Remember, defensive patent portfolios are intended to be a sort of mutually assured destruction deterrent to third parties who might bring a patent lawsuit against you. They exist to say “hey, if you sue me for patent infringement I may be able to sue you right back, so let’s chill instead.”
These sorts of arrangements don’t work with patent trolls who are not actually operating in the business world. Patent trolls aren’t really doing anything (besides trollin’) so it is unlikely they are infringing on the defensively held patent.
They can work in a market with bona fide competitors who have shown a willingness to sue new entrants (like, to pick a market totally at random, the desktop 3D printing market) and who might be convinced to hold their fire if they thought the target of their patent infringement lawsuit had some patents of its own to use in a countersuit.
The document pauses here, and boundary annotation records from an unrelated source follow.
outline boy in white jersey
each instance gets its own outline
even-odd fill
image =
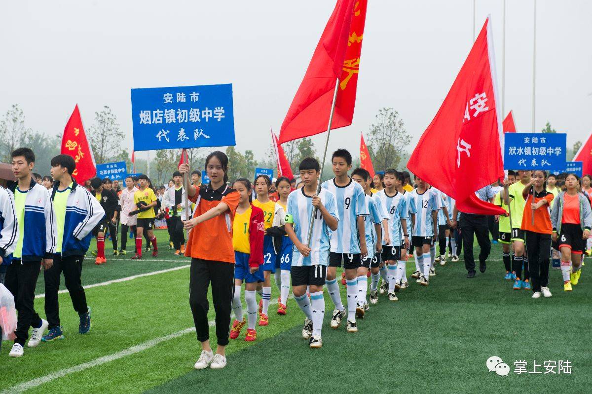
[[[430,246],[433,238],[437,237],[438,210],[441,204],[439,204],[438,201],[439,196],[430,191],[427,184],[423,180],[416,175],[415,182],[417,188],[411,193],[415,198],[417,213],[412,233],[412,242],[420,271],[419,273],[416,271],[414,274],[418,274],[417,281],[420,284],[427,286],[432,264]]]
[[[368,216],[364,190],[348,176],[352,169],[352,155],[345,149],[337,149],[332,157],[335,178],[324,182],[322,187],[335,196],[339,224],[331,234],[331,252],[327,268],[327,290],[335,305],[331,328],[336,329],[346,315],[341,302],[339,285],[336,278],[337,267],[343,262],[347,283],[348,332],[358,331],[356,309],[358,306],[358,268],[362,259],[368,255],[365,235],[364,216]]]
[[[382,205],[388,213],[388,230],[391,243],[382,245],[382,260],[388,270],[388,299],[397,301],[395,292],[397,284],[397,264],[401,261],[401,248],[408,245],[407,218],[408,214],[407,200],[397,191],[397,185],[401,183],[397,178],[397,170],[390,168],[384,172],[384,188],[377,196],[382,200]],[[401,239],[403,242],[401,243]],[[406,246],[408,247],[408,246]]]
[[[386,236],[388,230],[388,215],[382,208],[379,198],[375,198],[371,190],[368,180],[370,174],[363,168],[356,168],[352,172],[352,179],[360,184],[366,194],[366,204],[368,206],[368,217],[364,217],[364,227],[366,235],[366,245],[368,255],[362,260],[362,266],[358,268],[358,306],[356,308],[356,316],[364,317],[366,310],[370,309],[366,296],[368,294],[368,271],[372,270],[374,292],[371,294],[370,300],[375,304],[378,300],[377,285],[378,284],[378,267],[381,264],[381,255],[382,251],[382,231],[384,226]],[[390,244],[390,240],[387,242]],[[375,278],[375,283],[374,280]],[[372,289],[371,290],[372,291]],[[372,296],[374,294],[374,297]]]
[[[335,206],[335,196],[321,189],[317,196],[317,184],[320,169],[318,162],[312,158],[303,160],[298,167],[304,186],[288,196],[286,223],[288,236],[294,244],[292,256],[292,292],[298,306],[306,315],[302,336],[309,339],[311,348],[323,345],[321,329],[325,314],[323,285],[325,283],[330,248],[329,232],[337,230],[339,216]],[[310,222],[313,207],[317,208]],[[313,226],[310,246],[306,244],[308,229]],[[310,299],[306,294],[310,288]]]

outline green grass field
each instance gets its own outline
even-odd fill
[[[25,347],[20,358],[9,358],[11,344],[4,342],[0,392],[590,392],[592,290],[587,267],[571,293],[563,292],[561,273],[552,270],[553,297],[533,300],[530,292],[513,291],[502,279],[501,248],[494,245],[485,274],[466,279],[462,260],[439,267],[429,287],[411,280],[398,302],[381,296],[354,334],[345,325],[329,326],[333,304],[326,294],[323,347],[317,350],[301,337],[304,315],[291,296],[287,316],[270,306],[269,325],[258,328],[256,342],[243,341],[244,329],[231,340],[226,368],[196,371],[200,348],[189,307],[189,269],[183,267],[189,260],[171,255],[166,231],[157,236],[157,259],[108,255],[100,266],[85,260],[84,284],[176,270],[88,289],[93,325],[84,335],[78,334],[69,296],[60,294],[65,339]],[[414,268],[410,261],[408,277]],[[275,284],[272,289],[274,302],[278,292]],[[342,291],[345,301],[345,287]],[[41,274],[37,293],[43,292]],[[42,316],[43,301],[35,301]],[[210,315],[213,319],[213,307]],[[508,376],[487,371],[492,355],[510,366]],[[535,360],[568,360],[571,374],[518,374],[517,360],[526,360],[530,371]]]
Conceptually, it would seem reasonable to continue to think of oshw companies as open even if they have patents they are keeping for defensive purposes. While this sort of conditional permission (”here is a license to my patents WHICH I WILL REVOKE IF YOU SUE ME FOR PATENT INFRINGEMENT so let’s all chill”) might possibly conflict with point 10 of the open source hardware definition (license must not be specific to the product), there is room for debate there. At a minimum I’m skeptical that it violates the principle that point 10 is trying to embody.
Make it Official
That approach comes with at least one big caveat, however. It does not seem enough to simply say that the patents are being used for defensive purposes. Instead, the company would have to clearly define what “defensive” means and bind itself to that posture.
The most logical way to do that would be with a license. That way others could make use of the patent knowing that they have a legally robust set of permissions from the patent owner to do so. It would be clear what is allowed and what is prohibited, and when a user might run into trouble with the patent owner.
It is here that I think some of these attempts to be defensively open with patents fall down. I don’t think that a blog post that essentially says “you are cool as long as we think you are cool” quite cuts it (again, I’m not focusing on Ultimaker here - Tesla has a similar approach which also causes some confusion). It would be much better if a company trying to be open with patents actually bound itself to that promise with something like the defensive patent license. Unfortunately we aren’t seeing that quite yet.
Right now the good news is that we are seeing companies trying to be more flexible with open promises around their patents. And on some level the reluctance to formalize rules this early in the game are understandable. After all, no one quite knows how this stuff will shake out under pressure.
Unfortunately, that reluctance means that we don’t know how good that news really is until those promises are tested in some way or another. A license would make it easier to evaluate the promises, but that’s not something we have the luxury of seeing in the wild yet. And until we see a real license, I’m wary of giving anyone too much credit for handling their patents well. That’s because it isn’t easy to evaluate how they are handling their patents at all.
Which means we continue to wait and see. It would be great if someone like Tesla or Ultimaker decided to step up and propose a real defensive open source hardware patent license. Right or wrong, that would give everyone a firm benchmark to use in thinking about these things.
In the absence of that we are stuck in a somewhat theoretical discussion. At this point the best we can say is that defensively holding patents probably should not categorically disqualify a company from being open source. It remains to be seen if there is a good way to execute that in real life.